Scanning, Malpeso said, eliminates invasive procedures for many chest-pain patients, leaving it only for those who have obstructions revealed through imaging.

"It will definitely improve triage," she said of scanning's capacity to help direct patients to treatments that best suit them.

Only 33 patients as of late last month have been scanned at NUMC, which purchased the Toshiba-manufactured device for about $2 million and installed it late last year.

"This is a very important development for us," said Dr. Sanjay Doddamani, NUMC's chairman of cardiology, because chest pain is a growing medical complaint on Long Island and elsewhere.

"There are over 5 million [hospital] admissions in the United States for chest pain," he said. "This test streamlines the [diagnostic] process."

As NUMC prepares to expand the use of its scanner, Stony Brook has already demonstrated the technology reduces the admission of emergency room patients to the hospital.

Dr. Michael Poon, director of Stony Brook's advanced imaging program, presented a paper at a conference last year revealing how his hospital saved money scanning emergency room patients with chest pain.

A scan, he said, costs patients or their insurers about $700. But each unnecessary admission costs the hospital about $5,000.

For every 250 patients who do not have to be admitted, the hospital saves about $1.25 million, Poon said.

With routine cardiac screening, only 15 percent of the 1,089 people in 2010 with acute chest pain were admitted to the hospital, the study found.

Before the use of cardiac CT scanning at Stony Brook, about 50 percent of emergency room patients with acute chest pain were admitted.

Stony Brook has both a 320-slice scanner, which it purchased in 2010, and a conventional 64-slice device, which it has had for years. The word "slice" refers to each image captured in a single procedure.
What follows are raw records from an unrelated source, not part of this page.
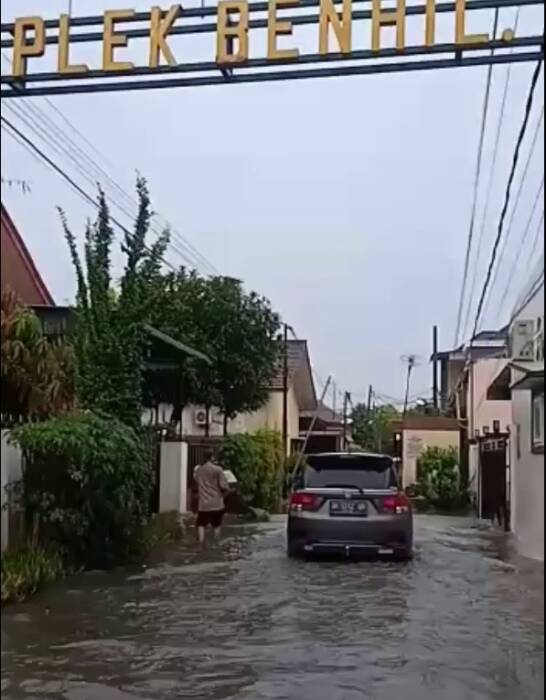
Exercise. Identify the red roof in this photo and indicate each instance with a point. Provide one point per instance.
(18, 270)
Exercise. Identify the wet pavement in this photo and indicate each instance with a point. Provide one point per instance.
(463, 621)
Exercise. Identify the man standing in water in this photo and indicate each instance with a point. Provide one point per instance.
(212, 485)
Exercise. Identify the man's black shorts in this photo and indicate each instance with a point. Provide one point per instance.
(214, 518)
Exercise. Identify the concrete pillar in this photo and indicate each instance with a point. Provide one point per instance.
(173, 477)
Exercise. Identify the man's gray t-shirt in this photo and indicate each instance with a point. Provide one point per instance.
(211, 486)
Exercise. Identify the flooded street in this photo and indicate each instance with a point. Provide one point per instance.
(463, 621)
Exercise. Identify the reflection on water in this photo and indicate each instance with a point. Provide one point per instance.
(464, 621)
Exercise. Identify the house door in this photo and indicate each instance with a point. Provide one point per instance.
(494, 497)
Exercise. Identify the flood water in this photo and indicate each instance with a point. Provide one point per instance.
(463, 621)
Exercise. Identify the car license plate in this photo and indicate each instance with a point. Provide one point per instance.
(349, 508)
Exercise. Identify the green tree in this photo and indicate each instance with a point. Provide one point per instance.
(86, 485)
(372, 430)
(109, 334)
(439, 479)
(37, 374)
(239, 332)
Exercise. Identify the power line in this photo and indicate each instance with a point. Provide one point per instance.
(534, 142)
(62, 146)
(477, 178)
(536, 241)
(491, 179)
(515, 160)
(75, 153)
(87, 197)
(524, 239)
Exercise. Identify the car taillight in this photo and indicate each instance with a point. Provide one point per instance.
(305, 501)
(398, 504)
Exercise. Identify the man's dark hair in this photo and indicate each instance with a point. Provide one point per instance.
(208, 455)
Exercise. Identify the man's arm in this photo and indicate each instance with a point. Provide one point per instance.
(223, 482)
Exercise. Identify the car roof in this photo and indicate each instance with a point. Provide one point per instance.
(350, 454)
Scanning has not been without critics in recent years who've pointed to radiation exposure.

Yet one of those critics is now a convert who touts the procedure's benefits.
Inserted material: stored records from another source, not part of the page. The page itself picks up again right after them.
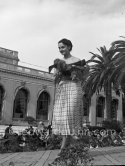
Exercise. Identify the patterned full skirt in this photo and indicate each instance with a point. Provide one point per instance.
(68, 108)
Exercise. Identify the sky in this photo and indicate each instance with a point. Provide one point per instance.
(34, 27)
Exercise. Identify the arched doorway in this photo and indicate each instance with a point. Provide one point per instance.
(100, 106)
(42, 106)
(114, 108)
(20, 104)
(1, 100)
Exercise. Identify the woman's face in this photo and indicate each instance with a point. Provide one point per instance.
(64, 49)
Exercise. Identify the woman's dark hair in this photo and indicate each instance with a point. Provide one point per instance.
(66, 42)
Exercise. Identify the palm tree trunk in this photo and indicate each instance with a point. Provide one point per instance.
(108, 93)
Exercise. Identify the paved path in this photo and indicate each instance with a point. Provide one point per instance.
(102, 156)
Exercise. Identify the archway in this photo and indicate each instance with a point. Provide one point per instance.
(20, 104)
(42, 106)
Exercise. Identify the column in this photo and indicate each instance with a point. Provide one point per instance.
(92, 111)
(119, 111)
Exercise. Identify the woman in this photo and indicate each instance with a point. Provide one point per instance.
(68, 110)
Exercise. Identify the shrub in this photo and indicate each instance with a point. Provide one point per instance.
(76, 154)
(54, 142)
(112, 124)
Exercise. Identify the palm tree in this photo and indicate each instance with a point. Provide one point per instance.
(118, 74)
(99, 75)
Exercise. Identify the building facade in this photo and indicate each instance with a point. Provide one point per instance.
(95, 111)
(30, 92)
(23, 91)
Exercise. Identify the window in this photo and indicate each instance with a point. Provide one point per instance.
(42, 106)
(20, 104)
(85, 105)
(1, 100)
(114, 108)
(100, 106)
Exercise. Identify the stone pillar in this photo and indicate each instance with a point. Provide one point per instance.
(119, 111)
(92, 111)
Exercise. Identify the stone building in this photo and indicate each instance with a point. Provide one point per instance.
(95, 112)
(29, 92)
(23, 91)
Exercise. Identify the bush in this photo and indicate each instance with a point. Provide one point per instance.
(112, 124)
(76, 154)
(54, 142)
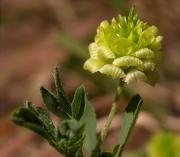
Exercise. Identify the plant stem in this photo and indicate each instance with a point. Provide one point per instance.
(113, 111)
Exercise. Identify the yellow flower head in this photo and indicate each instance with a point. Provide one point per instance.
(126, 48)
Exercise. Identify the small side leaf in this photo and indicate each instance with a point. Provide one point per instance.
(62, 98)
(52, 104)
(78, 103)
(35, 119)
(89, 118)
(129, 120)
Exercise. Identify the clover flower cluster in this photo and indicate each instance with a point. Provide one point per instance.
(126, 48)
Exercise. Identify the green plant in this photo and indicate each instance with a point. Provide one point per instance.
(126, 49)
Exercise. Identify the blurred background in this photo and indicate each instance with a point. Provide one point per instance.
(37, 35)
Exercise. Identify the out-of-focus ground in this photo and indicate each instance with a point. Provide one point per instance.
(37, 35)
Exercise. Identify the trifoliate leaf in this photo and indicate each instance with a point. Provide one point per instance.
(89, 119)
(36, 119)
(52, 103)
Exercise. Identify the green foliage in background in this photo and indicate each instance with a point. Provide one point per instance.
(164, 144)
(126, 49)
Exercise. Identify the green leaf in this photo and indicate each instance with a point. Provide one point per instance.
(52, 103)
(62, 98)
(78, 103)
(70, 137)
(129, 119)
(36, 119)
(89, 118)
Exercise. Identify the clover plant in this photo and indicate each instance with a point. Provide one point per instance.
(127, 49)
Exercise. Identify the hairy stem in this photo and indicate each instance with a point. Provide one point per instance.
(113, 111)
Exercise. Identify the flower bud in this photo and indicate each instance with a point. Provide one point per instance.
(126, 48)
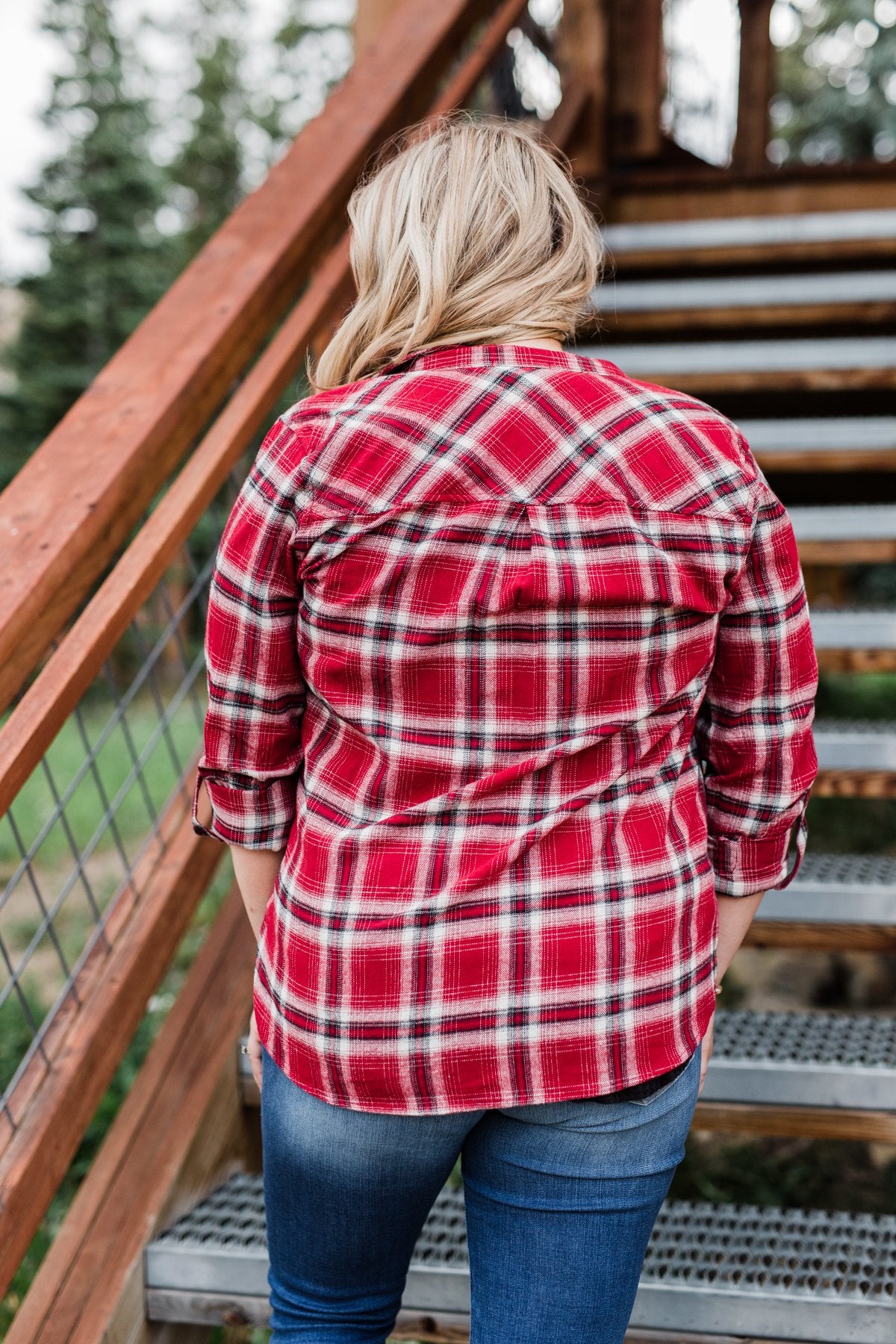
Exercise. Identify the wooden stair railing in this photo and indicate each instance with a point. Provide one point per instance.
(60, 530)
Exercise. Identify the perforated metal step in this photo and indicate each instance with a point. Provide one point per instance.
(751, 231)
(732, 292)
(855, 745)
(803, 1060)
(844, 522)
(836, 433)
(750, 356)
(855, 628)
(837, 889)
(768, 1273)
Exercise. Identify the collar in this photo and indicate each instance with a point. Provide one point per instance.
(482, 356)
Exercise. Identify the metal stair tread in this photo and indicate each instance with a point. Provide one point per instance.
(812, 289)
(750, 356)
(842, 522)
(735, 1269)
(751, 230)
(835, 433)
(855, 744)
(853, 628)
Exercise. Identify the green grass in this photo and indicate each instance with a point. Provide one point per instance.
(35, 803)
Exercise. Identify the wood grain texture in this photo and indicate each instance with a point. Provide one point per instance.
(795, 1121)
(173, 1130)
(128, 432)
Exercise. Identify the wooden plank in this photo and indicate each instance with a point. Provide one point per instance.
(821, 937)
(181, 1092)
(795, 1121)
(635, 80)
(754, 85)
(45, 1142)
(855, 784)
(581, 54)
(124, 437)
(78, 659)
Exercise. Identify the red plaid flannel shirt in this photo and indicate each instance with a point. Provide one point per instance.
(512, 655)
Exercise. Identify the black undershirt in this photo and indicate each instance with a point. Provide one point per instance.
(637, 1092)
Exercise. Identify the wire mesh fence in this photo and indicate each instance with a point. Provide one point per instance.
(96, 818)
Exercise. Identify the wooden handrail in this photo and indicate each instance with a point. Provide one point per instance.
(73, 504)
(113, 995)
(78, 659)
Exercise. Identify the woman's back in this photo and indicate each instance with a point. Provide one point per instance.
(511, 600)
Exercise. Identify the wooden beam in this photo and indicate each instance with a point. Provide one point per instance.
(582, 55)
(40, 1149)
(370, 19)
(179, 1124)
(755, 85)
(74, 503)
(637, 81)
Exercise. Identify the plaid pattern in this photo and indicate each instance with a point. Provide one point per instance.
(512, 655)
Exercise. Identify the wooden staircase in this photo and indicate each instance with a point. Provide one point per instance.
(783, 320)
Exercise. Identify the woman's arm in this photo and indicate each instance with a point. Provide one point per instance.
(255, 874)
(735, 917)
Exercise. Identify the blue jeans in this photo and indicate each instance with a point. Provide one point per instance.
(561, 1201)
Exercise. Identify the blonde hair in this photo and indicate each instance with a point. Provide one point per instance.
(473, 234)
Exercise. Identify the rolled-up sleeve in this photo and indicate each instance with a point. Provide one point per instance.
(252, 759)
(754, 726)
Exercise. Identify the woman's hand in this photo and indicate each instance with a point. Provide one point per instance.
(706, 1050)
(254, 1050)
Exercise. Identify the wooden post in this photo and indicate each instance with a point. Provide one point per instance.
(637, 80)
(582, 52)
(755, 85)
(370, 18)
Dr. Andrew Einstein, director of cardiac CT research at Columbia University Medical Center in Manhattan, noted in 2007 that 64-slice scanners posed potential radiation dangers.

Now, he's convinced that with highly trained experts -- and newer machines -- patients benefit from the technology.
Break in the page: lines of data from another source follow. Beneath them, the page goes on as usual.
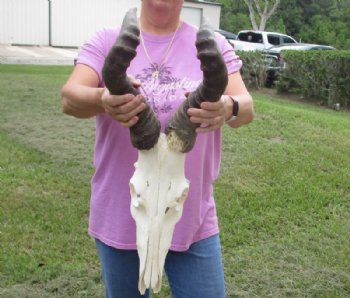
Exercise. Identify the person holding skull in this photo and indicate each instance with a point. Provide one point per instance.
(164, 70)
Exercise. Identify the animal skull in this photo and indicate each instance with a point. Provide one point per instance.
(158, 191)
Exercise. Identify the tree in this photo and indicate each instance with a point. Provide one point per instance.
(262, 8)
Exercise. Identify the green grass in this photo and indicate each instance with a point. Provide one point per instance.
(283, 196)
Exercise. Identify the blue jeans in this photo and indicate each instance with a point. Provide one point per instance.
(195, 273)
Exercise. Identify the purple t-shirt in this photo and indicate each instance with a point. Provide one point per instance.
(114, 157)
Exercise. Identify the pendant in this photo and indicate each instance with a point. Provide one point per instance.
(155, 74)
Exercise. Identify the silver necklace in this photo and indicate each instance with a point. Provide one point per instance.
(157, 66)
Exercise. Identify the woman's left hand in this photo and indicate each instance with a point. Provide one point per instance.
(211, 115)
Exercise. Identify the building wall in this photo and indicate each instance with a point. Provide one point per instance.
(71, 22)
(24, 22)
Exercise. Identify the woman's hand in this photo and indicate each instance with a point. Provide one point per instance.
(123, 108)
(211, 115)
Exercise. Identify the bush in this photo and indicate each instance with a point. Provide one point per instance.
(322, 75)
(254, 69)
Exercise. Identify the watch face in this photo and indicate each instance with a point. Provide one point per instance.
(235, 108)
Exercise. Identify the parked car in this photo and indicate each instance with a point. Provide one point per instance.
(275, 62)
(251, 40)
(228, 35)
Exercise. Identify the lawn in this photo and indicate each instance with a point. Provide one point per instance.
(283, 196)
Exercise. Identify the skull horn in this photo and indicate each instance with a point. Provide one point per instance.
(145, 133)
(180, 130)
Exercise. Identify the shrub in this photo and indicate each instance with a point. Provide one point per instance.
(322, 75)
(254, 69)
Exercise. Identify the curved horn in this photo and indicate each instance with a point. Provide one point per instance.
(180, 130)
(145, 133)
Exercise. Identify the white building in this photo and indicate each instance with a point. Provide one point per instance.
(69, 23)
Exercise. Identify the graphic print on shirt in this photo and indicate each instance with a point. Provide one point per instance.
(162, 90)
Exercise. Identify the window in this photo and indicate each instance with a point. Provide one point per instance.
(273, 39)
(250, 37)
(287, 39)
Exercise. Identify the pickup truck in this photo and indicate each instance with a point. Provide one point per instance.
(250, 40)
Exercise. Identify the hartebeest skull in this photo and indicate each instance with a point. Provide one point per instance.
(158, 187)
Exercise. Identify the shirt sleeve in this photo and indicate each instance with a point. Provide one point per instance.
(233, 62)
(94, 51)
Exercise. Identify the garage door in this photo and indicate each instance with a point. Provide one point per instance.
(192, 15)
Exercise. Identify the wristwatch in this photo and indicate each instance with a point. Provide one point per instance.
(235, 109)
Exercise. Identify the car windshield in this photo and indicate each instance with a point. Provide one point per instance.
(250, 37)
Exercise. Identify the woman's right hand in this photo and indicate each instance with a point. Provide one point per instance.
(123, 108)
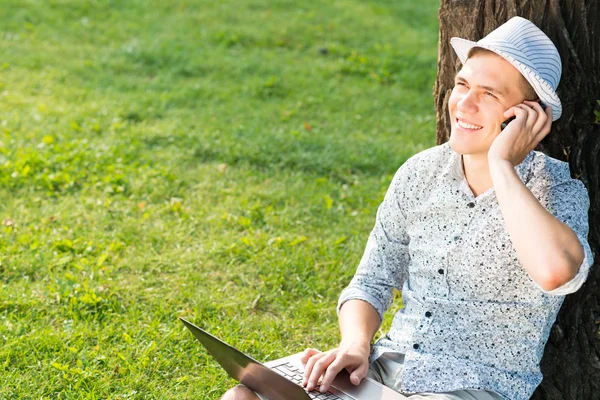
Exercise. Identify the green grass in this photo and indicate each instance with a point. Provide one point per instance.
(216, 160)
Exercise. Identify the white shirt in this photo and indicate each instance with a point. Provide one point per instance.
(473, 318)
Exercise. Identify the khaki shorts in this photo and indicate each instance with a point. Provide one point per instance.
(387, 370)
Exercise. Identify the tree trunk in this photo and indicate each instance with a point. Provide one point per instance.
(571, 362)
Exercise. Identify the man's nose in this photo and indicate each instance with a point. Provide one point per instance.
(468, 102)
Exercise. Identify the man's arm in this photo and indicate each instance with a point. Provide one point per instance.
(548, 249)
(358, 323)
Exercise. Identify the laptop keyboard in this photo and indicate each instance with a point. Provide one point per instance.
(294, 374)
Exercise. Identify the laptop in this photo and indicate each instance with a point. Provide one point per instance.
(282, 379)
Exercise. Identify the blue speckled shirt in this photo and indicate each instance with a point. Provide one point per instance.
(472, 316)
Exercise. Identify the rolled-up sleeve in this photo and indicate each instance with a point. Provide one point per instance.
(569, 203)
(384, 265)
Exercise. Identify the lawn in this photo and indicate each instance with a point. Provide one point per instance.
(216, 160)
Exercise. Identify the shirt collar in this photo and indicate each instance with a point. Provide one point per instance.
(523, 169)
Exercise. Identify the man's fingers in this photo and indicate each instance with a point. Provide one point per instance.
(308, 367)
(332, 371)
(318, 369)
(306, 354)
(359, 373)
(541, 117)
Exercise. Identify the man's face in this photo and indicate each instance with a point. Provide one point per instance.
(485, 87)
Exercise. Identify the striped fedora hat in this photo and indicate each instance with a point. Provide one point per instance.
(529, 50)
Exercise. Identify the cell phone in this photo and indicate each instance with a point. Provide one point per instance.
(505, 123)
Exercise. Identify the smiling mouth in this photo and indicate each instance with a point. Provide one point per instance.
(464, 125)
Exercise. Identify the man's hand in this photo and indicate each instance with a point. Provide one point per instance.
(354, 357)
(530, 126)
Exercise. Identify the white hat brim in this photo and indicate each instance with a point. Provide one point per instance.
(542, 88)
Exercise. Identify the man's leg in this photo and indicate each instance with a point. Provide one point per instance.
(240, 392)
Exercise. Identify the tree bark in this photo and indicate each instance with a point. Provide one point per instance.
(571, 362)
New 320-slice scanners deliver half the radiation dose of older models, manufacturers and Einstein say. And experts, such as Malpeso, who specialize in cardiac scanning, know how to minimize radiation dosages.

"We've been able to reduce the amount of radiation our patients receive," Einstein said of his center, where a 320-slice scanner helps triage patients.

"This is certainly a reasonable approach to patients' chest pain in the emergency department," he said.






  • Cardiac computed tomography, or cardiac CT, is a painless test that utilizes X-ray technology to take detailed pictures of the heart.



  • New 320-slice machines produce half the radiation exposure of older 64-slice devices. Although the radiation amount is considered small, it's similar to the amount people are naturally exposed to over a 3-year period.



  • The examination allows doctors to see a risky obstruction or a heart attack in progress.



  • During a scan, the machine moves around the patient in a circle.


  • The machine takes a picture of each part of the heart. A computer puts the pictures together to produce a three-dimensional image.


  • Sometimes an iodine-based dye (contrast dye) is injected into a vein during the scan. The contrast dye helps highlight the coronary arteries on x-ray images.


  • The electromagnetic energy is calibrated to penetrate about 2 inches into the brain in a diameter about the size of a quarter.


  • In addition to pinpointing coronary blockages, scanning can also zero in on a blood clot in the lungs -- a pulmonary embolism. An embolism can travel to the lungs from one of the legs, a serious but treatable condition.